13
$\begingroup$

I am using the Average Magnitude Difference Function to estimate the fundamental frequency of a quasi-periodic audio signal. The AMDF is defined as

$$ D_n = \frac{1}{N-n}\sum_{k=n}^{N-1}|S_k - S_{k-n}| $$

where $N$ is the length of the signal. This function exhibits a minimum when the signal is shifted by an amount equal to its period.

This is the code I am using to extract the pitch (in Matlab):

 a = amdf(f);
 a = a/max(a);
 [p l] = findpeaks(-a, 'minpeakprominence', 0.6);
 pitch = round(sample_freq/l(1);

However, I am dealing with an audio signal where the fundamental frequency is very low:

spectrum of the audio signal

As a consequence, a pitch doubling problem arises: the detected minimum corresponds to half the period of the signal (i.e. the second harmonic):

AMDF of the signal above

I tried to extract the largest peak and not just the first, but sometimes this problem remains.
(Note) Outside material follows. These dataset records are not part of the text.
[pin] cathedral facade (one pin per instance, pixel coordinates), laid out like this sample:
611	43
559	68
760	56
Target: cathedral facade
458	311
How can I improve my code and/or the AMDF function in order to deal with low fundamental?

$\endgroup$
2
  • $\begingroup$ Psycho-acoustics and human perception influence perceived pitch and octave uncertainty. It may require experimentation to determine under what conditions the largest AMDF peak makes an audible difference. $\endgroup$
    – hotpaw2
    Commented Apr 7, 2016 at 17:36
  • $\begingroup$ how low are your frequencies? is there any example for me to listen? $\endgroup$
    – ederwander
    Commented Apr 10, 2016 at 13:56

2 Answers 2

15
$\begingroup$

This is what we call in the pitch-detection biz, the "octave problem".

First of all, I would change the AMDF to ASDF. And I would not reduce the window size as the lag increases. (Also, I am changing notation to what I consider to be more conventional. "$x[n]$" is a discrete-time signal.)
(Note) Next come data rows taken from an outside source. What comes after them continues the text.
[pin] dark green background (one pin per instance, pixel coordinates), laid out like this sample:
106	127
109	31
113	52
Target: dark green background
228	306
The Average Squared Difference Function (ASDF) of $x[n]$ in the neighborhood of sample $x[n_0]$ is:

$$ Q_x[k, n_0] \triangleq \frac{1}{N} \sum\limits_{n=0}^{N-1} \left(x[n+n_0-\left\lfloor \tfrac{N+k}{2}\right\rfloor] \ - \ x[n+n_0-\left\lfloor \tfrac{N+k}{2}\right\rfloor + k] \right)^2 $$

$\left\lfloor \cdot \right\rfloor$ is the floor() function and, if $k$ is even then $ \left\lfloor \frac{k}{2}\right\rfloor = \left\lfloor \frac{k+1}{2}\right\rfloor = \frac{k}{2} $.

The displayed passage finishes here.